Bisnis.com, JAKARTA – MarkPlus Inc. melalui hasil survei terbarunya mengungkapkan bahwa mayoritas masyarakat Indonesia menambah penggunaan kuota internet seluler bulanan maupun menggunakan fixed broadband (wifi pribadi).
Associate Business Analyst MarkPlus, Inc. Sabrina Iryanti menjelaskan bahwa hasil survei per Agustus 2020 juga menjabarkan terdapat perbedaan penggunaan internet bagi masyarakat Jabodetabek dan non-Jabodetabek selama pandemi.
Dia menyebutkan bahwa 63,5 persen masyarakat Jabodetabek mengaku tidak menambah maupun mengurangi kuota internet seluler bulanan karena didukung oleh personal wifi yang sudah terpasang di rumah masing-masing.

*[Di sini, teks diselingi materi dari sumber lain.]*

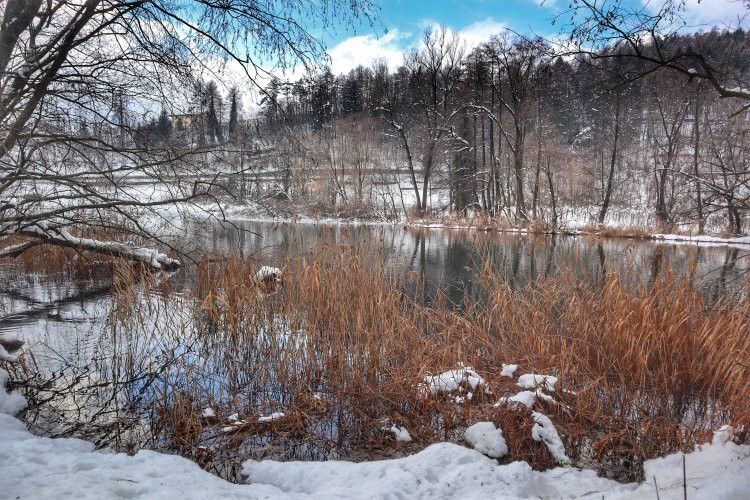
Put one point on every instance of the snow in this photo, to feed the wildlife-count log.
(544, 430)
(401, 434)
(40, 467)
(268, 272)
(451, 380)
(532, 380)
(508, 370)
(10, 403)
(273, 416)
(486, 439)
(6, 356)
(526, 398)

“Sebelum pandemi 31,7 persen masyarakat Jabodetabek menghabiskan kuota internet seluler 5 sampai 10 gigabyte, saat pandemi jumlah kuota yang dipakai relatif sama karena 74,6 persen dari mereka menggunakan wifi,”paparnya dalam agenda daring 'MarkPlus Industry Roundtable', Jumat (4/9/2020).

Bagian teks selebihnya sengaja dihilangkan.